7 octobre 2012

Déconstruction

Parfois, pour construire, il faut d'abord accepter de déconstruire.

Je vis cette situation actuellement avec un chapitre. Au premier jet, ça semblait correct, mais depuis que j'ai fait quelques recherches et peaufiné mes fiches de personnages et mon arrière-monde, rien ne va plus.

Changez quelques éléments et voilà toute une scène qui doit être revue (et même, le roman!). Certains bouts ne vont plus avec les autres. Il faut accepter de les retirer, pour faire place à quelque chose de meilleur.

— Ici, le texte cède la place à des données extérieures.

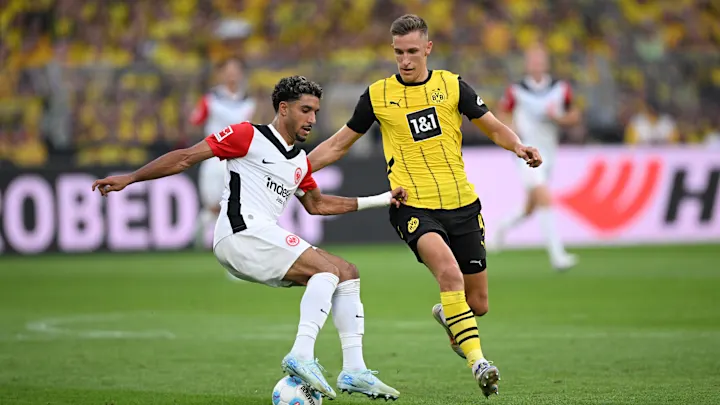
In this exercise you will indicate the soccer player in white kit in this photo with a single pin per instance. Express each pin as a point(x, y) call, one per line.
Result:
point(223, 105)
point(538, 106)
point(264, 169)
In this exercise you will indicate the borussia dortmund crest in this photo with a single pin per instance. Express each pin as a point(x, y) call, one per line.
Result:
point(437, 96)
point(413, 224)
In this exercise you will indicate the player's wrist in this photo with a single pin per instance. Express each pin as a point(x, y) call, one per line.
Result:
point(380, 200)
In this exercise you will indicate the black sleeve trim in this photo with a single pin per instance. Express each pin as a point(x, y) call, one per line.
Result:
point(364, 116)
point(470, 104)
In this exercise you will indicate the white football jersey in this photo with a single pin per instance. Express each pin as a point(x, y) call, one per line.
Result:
point(220, 108)
point(529, 102)
point(262, 173)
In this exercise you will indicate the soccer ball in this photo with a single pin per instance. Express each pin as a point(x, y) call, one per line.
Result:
point(292, 391)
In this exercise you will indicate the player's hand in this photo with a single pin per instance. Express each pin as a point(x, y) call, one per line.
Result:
point(399, 196)
point(529, 154)
point(112, 183)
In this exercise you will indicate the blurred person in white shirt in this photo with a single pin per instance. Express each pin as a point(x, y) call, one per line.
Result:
point(538, 107)
point(224, 105)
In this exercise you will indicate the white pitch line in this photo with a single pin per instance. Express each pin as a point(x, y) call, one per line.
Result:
point(59, 326)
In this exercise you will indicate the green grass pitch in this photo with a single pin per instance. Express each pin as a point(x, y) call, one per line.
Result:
point(627, 326)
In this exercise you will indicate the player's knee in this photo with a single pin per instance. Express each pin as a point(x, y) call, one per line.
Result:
point(349, 272)
point(478, 305)
point(332, 269)
point(450, 278)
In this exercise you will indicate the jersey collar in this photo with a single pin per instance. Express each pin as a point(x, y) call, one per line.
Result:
point(277, 140)
point(399, 79)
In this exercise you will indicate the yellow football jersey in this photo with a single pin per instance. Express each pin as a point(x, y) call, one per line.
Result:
point(420, 125)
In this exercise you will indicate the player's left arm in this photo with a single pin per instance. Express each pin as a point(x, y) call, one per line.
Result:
point(571, 115)
point(338, 145)
point(473, 107)
point(168, 164)
point(317, 203)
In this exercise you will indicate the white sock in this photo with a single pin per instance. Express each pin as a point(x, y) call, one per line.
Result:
point(349, 319)
point(553, 242)
point(314, 309)
point(512, 220)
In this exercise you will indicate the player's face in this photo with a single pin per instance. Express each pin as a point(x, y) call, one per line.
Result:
point(536, 62)
point(300, 116)
point(411, 52)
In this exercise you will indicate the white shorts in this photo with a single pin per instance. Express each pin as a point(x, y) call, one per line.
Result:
point(261, 255)
point(211, 182)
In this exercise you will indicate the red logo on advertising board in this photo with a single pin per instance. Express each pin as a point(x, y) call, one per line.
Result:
point(611, 210)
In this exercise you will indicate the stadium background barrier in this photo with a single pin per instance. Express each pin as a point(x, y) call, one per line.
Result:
point(604, 195)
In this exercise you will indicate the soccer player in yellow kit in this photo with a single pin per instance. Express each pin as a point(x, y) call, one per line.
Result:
point(420, 113)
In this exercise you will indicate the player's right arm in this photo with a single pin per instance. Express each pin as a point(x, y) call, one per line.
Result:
point(507, 105)
point(337, 146)
point(231, 142)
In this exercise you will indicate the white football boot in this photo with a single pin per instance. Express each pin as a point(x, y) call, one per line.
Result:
point(311, 372)
point(365, 382)
point(486, 376)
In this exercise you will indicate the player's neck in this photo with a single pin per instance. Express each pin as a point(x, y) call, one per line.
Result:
point(538, 77)
point(282, 131)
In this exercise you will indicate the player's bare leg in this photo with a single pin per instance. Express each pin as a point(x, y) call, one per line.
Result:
point(559, 258)
point(539, 200)
point(321, 278)
point(459, 317)
point(349, 318)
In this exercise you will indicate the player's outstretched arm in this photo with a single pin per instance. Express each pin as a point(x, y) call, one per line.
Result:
point(166, 165)
point(503, 136)
point(317, 203)
point(333, 148)
point(339, 144)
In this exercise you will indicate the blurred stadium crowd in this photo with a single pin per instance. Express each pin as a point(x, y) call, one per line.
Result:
point(113, 82)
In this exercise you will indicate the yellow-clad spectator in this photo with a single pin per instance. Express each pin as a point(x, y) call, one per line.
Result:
point(651, 127)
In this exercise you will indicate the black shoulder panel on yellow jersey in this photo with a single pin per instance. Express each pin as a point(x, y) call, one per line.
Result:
point(364, 116)
point(470, 104)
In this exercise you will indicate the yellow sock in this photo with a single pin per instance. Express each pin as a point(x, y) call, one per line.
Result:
point(461, 321)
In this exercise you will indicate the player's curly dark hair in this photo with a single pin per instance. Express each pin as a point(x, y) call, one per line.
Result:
point(292, 88)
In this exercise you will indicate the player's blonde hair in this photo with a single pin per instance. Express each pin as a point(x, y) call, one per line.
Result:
point(407, 24)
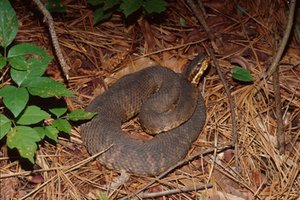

Quelques trucs que j'ai glanés au fil de mes expérimentations :

  • Découper le gros projet en petites parties : des sections, des chapitres, etc.  (j'en ai parlé ici).
  • Valider chaque section et refaire un mini plan pour chaque partie qui pose problème. (première étape de la déconstruction).
  • Reprendre chaque partie de ce plan et l'appliquer au récit. Changer en cours de route tout ce qui ne fonctionne pas.
  • Au passage (et c'est là le point le plus difficile) : élaguer, retirer tous les bouts qui dépassent, tout ce qui ne marche pas. Accepter le fait que ces mots ont été écrits en vain... Oui, je sais, c'est dur, mais il faut en passer par là! (de toute façon, rien n'est vain : on comprend juste ce qu'il ne faut pas faire, ce qui aide à trouver LA voie à suivre). Ce qui aide : on coupe ces bouts-là et on les enregistre dans un autre document, "juste au cas où" (mon expérience m'a montré qu'on n'y retourne à peu près jamais, mais ce n'est pas grave, il est rassurant de savoir que rien n'est perdu et qu'on peut toujours revenir en arrière).
  • Aller de l'avant. Reconstruire peu à peu, comme une araignée qui tisse sa toile (j'aime bien cette image!).
  • Et surtout, pratiquer sa patience! Toutes ces étapes demandent du temps et oui, c'est parfois décourageant... Mais quand on en vient à bout, quand on en arrive au point où le passage problématique nous satisfait et qu'il est en accord avec la vision globale du projet... Victoire!

Je dois dire que j'ai bien hâte d'en arriver à cette étape avec mon fichu chapitre en cours, parce qu'il me donne du fil à retordre...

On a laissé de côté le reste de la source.